É possível fazer uma reavaliação da guerrilha?

Genoino: A resistência armada no campo e na cidade era uma resistência a uma situação que não tinha outra saída. O regime era autoritário e violento. As saídas eram: prisão, exílio ou lutar em condições muito desfavoráveis. Foi um heroísmo legítimo, uma coragem necessária, mas dificilmente seríamos vitoriosos. A esquerda foi derrotada porque avaliou mal a conjuntura, a capacidade política e se isolou da população. Essa avaliação crítica é até em homenagem aos que lutaram.

Qual a lição de tudo isso?

Genoino: A de que a democracia vale a pena demais.

Há 20 anos, o senhor falaria, ainda que em tese, em fuzilar um presidente?

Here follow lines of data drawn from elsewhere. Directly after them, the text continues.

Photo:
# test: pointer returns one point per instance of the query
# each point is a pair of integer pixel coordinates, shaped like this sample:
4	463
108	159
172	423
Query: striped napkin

Genoino: Nunca falei nem falaria. Há 20 anos, tinha uma posição esquerdista e, em muitas questões, sectária. Entrei aqui no Congresso Nacional adotando esse discurso. Fui mudando sem mudar de lado, resgatando aquilo que para mim é universal na perspectiva de transformar o Brasil e a sociedade: se quero mudar o mundo, tenho de ser mudado. Para mim política é prazer, poema, graça, encantamento. Aprendi isso convivendo com Ullysses Guimarães aqui no Congresso. A política não pode ser prisioneira de um mero interesse ou ideologia.

O senhor está se preparando para ser candidato à presidência da República?

Genoino: Em política, tem-se de se estar preparado para tudo. Vivi cinco mandatos de deputado, estou realizado politicamente. Sei que tenho de estar preparado para disputar um cargo maior. Mas esse cargo, de senador, governador, presidente da República, depende do partido, não depende só de mim. Tenho um candidato à Presidência: Lula.

Qual a principal crítica ao PT, nos 20 anos de fundação?

Genoino: O PT foi uma instituição que deu certo. Nosso desafio é ter um programa de governo capaz de dialogar com segmentos sociais e econômicos para governar o Brasil com o mundo. Temos de pensar um novo modelo de contrato social para o Brasil.

E a briga entre Garotinho e Brizola, quem tem razão?

Genoino: A esquerda não pode se dividir. Lamento que esteja dividida em capitais símbolos do poder: São Paulo, Rio de janeiro, Belo Horizonte, Porto Alegre e Salvador. O que me preocupa é que não se está pensando no Rio de Janeiro na sua dimensão nacional, de uma eleição que é o primeiro passo para 2002.